Fuera de aseveraciones harto discutibles sobre la edad de Prado o el estatus de sus padres (asuntos de escasa importancia comparativa), y sobre las circunstancias del heroico sacrificio de su hijo Leoncio, revisemos algunas de las inexactitudes más saltantes. 

Primeramente, señalar que Mariano Ignacio Prado se enriqueció a partir de una coima. Se sostiene que fue durante la compra de baterías defensivas en 1867, tras el Combate del 2 de Mayo del año anterior, que significó la consolidación de nuestra independencia frente a España (según palabras de Ramón Castilla) y que le valiera a Prado la condición de prócer.

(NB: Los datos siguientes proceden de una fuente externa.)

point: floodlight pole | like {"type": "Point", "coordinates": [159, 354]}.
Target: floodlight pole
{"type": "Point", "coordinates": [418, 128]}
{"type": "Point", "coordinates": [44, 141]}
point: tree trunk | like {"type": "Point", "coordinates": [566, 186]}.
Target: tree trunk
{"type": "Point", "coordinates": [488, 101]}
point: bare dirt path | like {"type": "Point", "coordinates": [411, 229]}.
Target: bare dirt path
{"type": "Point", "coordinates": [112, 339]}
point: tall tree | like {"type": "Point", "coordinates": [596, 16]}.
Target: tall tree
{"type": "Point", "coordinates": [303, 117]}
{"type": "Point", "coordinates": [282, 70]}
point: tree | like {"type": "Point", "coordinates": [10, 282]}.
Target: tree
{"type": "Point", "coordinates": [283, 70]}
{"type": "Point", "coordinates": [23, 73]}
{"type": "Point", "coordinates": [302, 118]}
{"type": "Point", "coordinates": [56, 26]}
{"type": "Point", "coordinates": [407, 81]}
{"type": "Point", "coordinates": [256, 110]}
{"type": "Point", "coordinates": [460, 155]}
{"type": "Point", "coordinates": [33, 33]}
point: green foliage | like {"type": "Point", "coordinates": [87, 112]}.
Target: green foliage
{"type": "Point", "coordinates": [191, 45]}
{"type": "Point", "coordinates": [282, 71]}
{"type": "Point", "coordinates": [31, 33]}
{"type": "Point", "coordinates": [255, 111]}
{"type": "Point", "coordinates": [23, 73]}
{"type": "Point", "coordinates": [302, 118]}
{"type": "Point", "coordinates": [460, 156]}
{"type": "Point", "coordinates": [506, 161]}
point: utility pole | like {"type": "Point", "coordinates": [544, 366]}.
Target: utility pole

Fue una adquisición justificada por la Marina peruana y, pese a un sobreprecio impuesto por la firma traficante, la única disponible en coyuntura de guerra. 

La operación se formalizó cuando Prado ni siquiera se encontraba en Lima (octubre de 1867), al estar combatiendo en Arequipa contra Diez Canseco y Balta, quienes luego prosiguieron con dicha compra, que pudieron haber objetado. Al presumir (sin un solo documento probatorio) que los recursos para las inversiones de Prado en Chile nacieron de semejante coima, se ignora que Prado gozó en su exilio en ese país (a partir de 1868) de amplio crédito, en reconocimiento del liderazgo continental ejercido en la guerra contra España. 

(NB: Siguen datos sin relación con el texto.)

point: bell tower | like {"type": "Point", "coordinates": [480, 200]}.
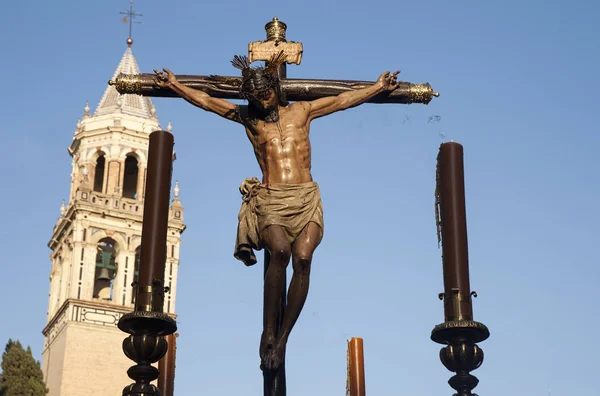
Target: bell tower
{"type": "Point", "coordinates": [95, 245]}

Además de su trabajo y habilidad, Prado contó con capitales de su familia política, que le permitieron denuncios, arriendos y –de las ganancias obtenidas– la propiedad de activos. Desde 1875 fue cediendo su conducción al alemán Carlos von der Heyde, para proseguir con su carrera política. Si tales activos fueron materia de exacciones del gobierno enemigo durante la Guerra del Pacífico, imposible debió ser el evitarlo. 

Se insiste sobre la supuesta fuga de Prado en diciembre de 1879, tema ya refutado por historiadores de la talla de Basadre, Vargas Ugarte y otros. Consenso hay que fue un error político, forzado por el fracaso de misiones previas y el momento desesperado, pero de ningún modo huida motivada por cobardía (acusación que la anterior trayectoria de Prado, incluso en la primera etapa de la guerra, desmiente tajantemente). 

Prado viajó para entrevistarse con el financista Grace y comprar barcos y armas, con aprobación de su gobierno y del Congreso (sin especificarse destino ni límite temporal). Pretendía extender en pocas semanas una ausencia de la capital que ya tenía varios meses, mientras estuvo en el comando bélico del sur. ¡Imposible fugarse dejando a sus hijos mayores y a varios parientes luchando en el frente; o abandonando a su joven esposa y menores hijos en Lima! Si Magdalena Ugarteche llegó a reunirse con su marido más adelante, al trabar Piérola su regreso, lo hizo sin planificación anticipada y para mantener a su familia unida. 

Se infiere traición de Prado por encontrarse en Nueva York con el “cónsul chileno”. Grave distorsión. El propio libro acusador –a pie de página y en letras pequeñas– admite que Charles R. Flint, norteamericano que ocupó ese cargo honorífico, ya había renunciado al mismo antes de la guerra. Interrogarlo, más bien, habría sido útil para el Perú, varias de cuyas gestiones financieras venían siendo afectadas por maniobras chilenas. 

Por todo lo anterior, vemos que se deducen conductas impropias ante complejidades mayores a las expuestas. Recientemente se publicó otro libro que apasionadamente defiende al prócer atacado. A su modo, sigue al héroe Andrés Avelino Cáceres, excepcional testigo de época, que en 1886 levantó las medidas contra Prado, lo hizo recibir por su edecán y, en 1918, develó una placa en su mausoleo, elogiando al “benemérito militar”. Gestos impensables de haber tenido alguna duda sobre él. 

Siendo nuestro país tan difícil, hoy con retos inmensos, no debemos buscar motivos de desunión. Menos a través de un personaje del pasado que desplegó todos los esfuerzos a su alcance, unos exitosos (1866) y otros fallidos (fines de 1879), para sacar al Perú de dos de sus coyunturas históricas más críticas.